Creative Labs (Mac & Windows) http://www.openal.org/downloads.html
Direct link to download page for Windows: http://connect.creativelabs.com/developer/Wiki/OpenAL%20Installer%20for%...
Strangesoft (Linux) http://kcat.strangesoft.net/openal.html

OpenGL

ATi (Linux, Mac & Windows) http://ati.amd.com/support/driver.html
NVIDIA (Linux & Windows) http://www.nvidia.com/Download/index.aspx?lang=en-us
Intel (Windows) http://downloadcenter.intel.com/
Intel (Linux) http://intellinuxgraphics.org/download.html
Mesa 3D (software rendering) http://sourceforge.net/project/showfiles.php?group_id=3

If you have a laptop with an Nvidia card, you can obtain updated drivers through: http://www.laptopvideo2go.com

Last edit of the links: March 2008

Tags for searches:
help problem error outdated trouble crash fail failure exception abort opengl openal driver ati intel nvidia

Distributing OpenTK applications

The most important dependency by far is the Mono/.Net framework. If you need to support users that might not have that installed, the best solution is to embed the Mono runtime into a small launcher (example code).
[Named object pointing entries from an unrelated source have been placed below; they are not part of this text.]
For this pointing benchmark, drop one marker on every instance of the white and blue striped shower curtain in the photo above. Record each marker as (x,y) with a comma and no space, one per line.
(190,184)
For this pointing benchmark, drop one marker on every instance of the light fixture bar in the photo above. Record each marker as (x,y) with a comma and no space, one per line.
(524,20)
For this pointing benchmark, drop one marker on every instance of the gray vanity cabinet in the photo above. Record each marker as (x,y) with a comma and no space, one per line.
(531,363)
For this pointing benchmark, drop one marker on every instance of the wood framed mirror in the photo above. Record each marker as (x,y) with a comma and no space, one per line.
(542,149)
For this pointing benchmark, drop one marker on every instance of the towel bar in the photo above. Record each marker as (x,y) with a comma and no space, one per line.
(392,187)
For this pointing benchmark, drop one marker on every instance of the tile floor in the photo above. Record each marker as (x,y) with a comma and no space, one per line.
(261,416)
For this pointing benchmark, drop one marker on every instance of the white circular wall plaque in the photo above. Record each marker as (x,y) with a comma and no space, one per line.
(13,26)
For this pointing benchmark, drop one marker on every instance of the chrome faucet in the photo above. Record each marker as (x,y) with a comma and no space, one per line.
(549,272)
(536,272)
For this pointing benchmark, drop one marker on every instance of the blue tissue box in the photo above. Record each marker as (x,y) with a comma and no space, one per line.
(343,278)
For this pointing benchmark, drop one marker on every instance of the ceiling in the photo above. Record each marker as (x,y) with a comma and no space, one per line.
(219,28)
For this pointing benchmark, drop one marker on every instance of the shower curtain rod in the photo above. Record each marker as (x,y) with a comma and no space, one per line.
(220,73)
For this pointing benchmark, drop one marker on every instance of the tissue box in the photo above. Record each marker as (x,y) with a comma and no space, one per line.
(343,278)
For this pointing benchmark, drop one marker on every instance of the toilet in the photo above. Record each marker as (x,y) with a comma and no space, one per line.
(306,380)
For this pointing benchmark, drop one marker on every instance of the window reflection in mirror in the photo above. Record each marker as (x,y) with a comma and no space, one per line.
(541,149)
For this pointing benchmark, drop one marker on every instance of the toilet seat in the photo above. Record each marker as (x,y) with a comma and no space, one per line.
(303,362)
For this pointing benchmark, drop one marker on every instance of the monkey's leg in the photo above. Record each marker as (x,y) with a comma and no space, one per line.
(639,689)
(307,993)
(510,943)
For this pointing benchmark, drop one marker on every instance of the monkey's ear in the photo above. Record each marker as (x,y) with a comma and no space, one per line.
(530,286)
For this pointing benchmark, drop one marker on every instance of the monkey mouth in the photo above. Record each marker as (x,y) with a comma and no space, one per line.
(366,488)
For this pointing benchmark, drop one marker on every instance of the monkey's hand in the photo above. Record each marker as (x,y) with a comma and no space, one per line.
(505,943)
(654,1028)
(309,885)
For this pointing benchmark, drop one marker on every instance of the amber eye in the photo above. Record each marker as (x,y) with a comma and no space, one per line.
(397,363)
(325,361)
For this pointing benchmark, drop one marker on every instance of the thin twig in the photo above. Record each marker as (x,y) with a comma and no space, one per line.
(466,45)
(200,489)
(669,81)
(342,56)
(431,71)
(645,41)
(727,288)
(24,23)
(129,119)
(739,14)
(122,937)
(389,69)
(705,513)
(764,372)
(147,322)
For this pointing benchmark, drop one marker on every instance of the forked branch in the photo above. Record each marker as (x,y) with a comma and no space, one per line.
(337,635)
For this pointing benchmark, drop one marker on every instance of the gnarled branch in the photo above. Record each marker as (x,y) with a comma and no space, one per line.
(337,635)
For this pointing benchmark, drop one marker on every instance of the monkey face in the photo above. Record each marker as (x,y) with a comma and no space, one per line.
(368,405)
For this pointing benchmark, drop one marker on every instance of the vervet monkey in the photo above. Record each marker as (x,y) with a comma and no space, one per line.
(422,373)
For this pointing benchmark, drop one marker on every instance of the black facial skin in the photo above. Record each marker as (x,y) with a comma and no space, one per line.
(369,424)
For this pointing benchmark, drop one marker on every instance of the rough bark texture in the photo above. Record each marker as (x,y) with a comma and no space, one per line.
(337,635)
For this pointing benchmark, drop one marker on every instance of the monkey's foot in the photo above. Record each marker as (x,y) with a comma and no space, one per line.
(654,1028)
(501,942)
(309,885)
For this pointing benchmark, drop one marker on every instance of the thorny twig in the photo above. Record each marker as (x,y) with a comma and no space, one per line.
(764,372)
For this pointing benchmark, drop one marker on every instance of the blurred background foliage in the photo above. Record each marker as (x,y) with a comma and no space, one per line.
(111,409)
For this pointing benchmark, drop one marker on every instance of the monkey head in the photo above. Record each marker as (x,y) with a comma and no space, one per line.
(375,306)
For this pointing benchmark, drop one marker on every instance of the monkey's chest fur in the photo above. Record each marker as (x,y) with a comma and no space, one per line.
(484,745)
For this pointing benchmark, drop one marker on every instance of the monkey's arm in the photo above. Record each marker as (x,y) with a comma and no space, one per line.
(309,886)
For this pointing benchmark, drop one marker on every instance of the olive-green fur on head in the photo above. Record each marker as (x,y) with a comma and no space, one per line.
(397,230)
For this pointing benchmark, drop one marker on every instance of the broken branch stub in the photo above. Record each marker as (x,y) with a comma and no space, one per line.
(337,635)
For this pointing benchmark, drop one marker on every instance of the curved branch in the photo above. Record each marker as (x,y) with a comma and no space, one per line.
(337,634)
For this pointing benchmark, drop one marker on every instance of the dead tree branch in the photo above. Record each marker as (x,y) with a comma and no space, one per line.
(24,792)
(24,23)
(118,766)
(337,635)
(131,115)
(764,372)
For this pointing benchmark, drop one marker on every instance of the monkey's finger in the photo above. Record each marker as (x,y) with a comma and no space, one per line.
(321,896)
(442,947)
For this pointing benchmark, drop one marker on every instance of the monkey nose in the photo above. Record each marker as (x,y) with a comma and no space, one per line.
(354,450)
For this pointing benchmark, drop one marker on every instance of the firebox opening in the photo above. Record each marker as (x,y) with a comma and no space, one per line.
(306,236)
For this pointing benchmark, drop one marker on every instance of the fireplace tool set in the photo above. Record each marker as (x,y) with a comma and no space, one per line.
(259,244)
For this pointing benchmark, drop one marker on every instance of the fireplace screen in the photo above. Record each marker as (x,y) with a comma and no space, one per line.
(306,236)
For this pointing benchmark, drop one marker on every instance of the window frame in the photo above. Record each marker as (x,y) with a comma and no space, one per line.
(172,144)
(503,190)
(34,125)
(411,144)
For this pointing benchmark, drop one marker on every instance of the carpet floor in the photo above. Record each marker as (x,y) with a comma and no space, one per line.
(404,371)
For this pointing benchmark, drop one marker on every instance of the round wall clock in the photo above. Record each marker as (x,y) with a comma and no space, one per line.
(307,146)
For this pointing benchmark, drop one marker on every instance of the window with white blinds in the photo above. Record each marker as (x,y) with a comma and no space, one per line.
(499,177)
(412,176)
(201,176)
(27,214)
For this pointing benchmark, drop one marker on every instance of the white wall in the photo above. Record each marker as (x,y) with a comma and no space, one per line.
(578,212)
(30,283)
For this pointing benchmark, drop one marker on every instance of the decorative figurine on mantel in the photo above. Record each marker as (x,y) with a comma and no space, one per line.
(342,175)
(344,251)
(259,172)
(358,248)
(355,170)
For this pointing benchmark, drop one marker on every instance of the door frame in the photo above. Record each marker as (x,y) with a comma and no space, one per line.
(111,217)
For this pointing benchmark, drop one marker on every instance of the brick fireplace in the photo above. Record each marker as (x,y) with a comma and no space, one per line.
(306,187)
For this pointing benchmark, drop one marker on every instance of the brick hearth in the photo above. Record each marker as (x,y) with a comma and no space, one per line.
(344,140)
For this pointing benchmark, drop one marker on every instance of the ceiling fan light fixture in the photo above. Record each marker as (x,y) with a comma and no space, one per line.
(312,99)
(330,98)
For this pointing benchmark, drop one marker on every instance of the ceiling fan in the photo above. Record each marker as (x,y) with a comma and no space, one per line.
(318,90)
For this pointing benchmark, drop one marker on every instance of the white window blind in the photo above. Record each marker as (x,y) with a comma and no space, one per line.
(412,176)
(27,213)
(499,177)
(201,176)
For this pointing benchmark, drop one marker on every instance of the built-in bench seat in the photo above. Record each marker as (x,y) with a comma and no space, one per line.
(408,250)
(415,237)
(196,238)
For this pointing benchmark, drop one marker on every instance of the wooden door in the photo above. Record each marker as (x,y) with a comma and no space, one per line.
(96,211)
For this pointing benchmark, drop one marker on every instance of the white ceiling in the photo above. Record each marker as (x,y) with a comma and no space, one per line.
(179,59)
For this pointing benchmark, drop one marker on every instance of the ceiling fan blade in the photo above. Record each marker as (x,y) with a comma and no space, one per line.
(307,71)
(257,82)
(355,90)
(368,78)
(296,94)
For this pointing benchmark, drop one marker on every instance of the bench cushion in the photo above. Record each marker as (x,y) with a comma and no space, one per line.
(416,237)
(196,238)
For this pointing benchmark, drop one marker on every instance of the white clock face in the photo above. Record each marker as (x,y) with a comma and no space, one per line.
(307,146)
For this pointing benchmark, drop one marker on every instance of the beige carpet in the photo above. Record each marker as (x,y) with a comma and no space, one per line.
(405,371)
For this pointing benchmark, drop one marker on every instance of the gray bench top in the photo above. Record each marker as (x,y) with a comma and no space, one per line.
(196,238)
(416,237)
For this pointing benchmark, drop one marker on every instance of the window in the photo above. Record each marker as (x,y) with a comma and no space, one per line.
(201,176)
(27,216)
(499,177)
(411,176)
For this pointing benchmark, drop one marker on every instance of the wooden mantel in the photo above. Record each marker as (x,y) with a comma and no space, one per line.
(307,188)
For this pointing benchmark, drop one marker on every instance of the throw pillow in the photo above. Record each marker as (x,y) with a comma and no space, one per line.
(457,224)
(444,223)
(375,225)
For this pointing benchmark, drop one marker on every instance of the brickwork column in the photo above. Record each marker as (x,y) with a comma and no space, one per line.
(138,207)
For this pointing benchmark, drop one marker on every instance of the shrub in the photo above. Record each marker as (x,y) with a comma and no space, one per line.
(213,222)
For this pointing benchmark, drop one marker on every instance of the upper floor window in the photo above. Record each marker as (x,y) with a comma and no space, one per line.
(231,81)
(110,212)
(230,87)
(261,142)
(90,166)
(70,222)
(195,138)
Additionally, on Windows, you will typically need to install OpenAL drivers:

  • either distribute the official oalinst.exe from Creative (requires admin rights to install)
  • or distribute OpenAL Soft (plain dll, no admin rights required).

There is no such redistributable for OpenGL drivers - the user will have to install those on his own.

On Linux, users will typically have OpenAL and OpenGL pre-installed. If you generate distro-specific packages, then list AL/GL as dependencies and the package manager will take care of the rest. If you provide distro-agnostic packages, then you can either expect the user to have AL/GL preinstalled (which is quite reasonable) or you can bundle your own version of OpenAL (use the OpenAL Soft link, above). Most commercial games follow the distro-agnostic package approach. Many include libopenal.so, too.

Apart from those, OpenTK uses either core OS components which are always available (e.g. user32.dll or libX) or optional components with transparent fallbacks (e.g. libXi).

In any case, do try to fail smoothly if AudioContext or GraphicsContext construction fails. It is also a good idea to check the OpenGL version and bail out early if too low.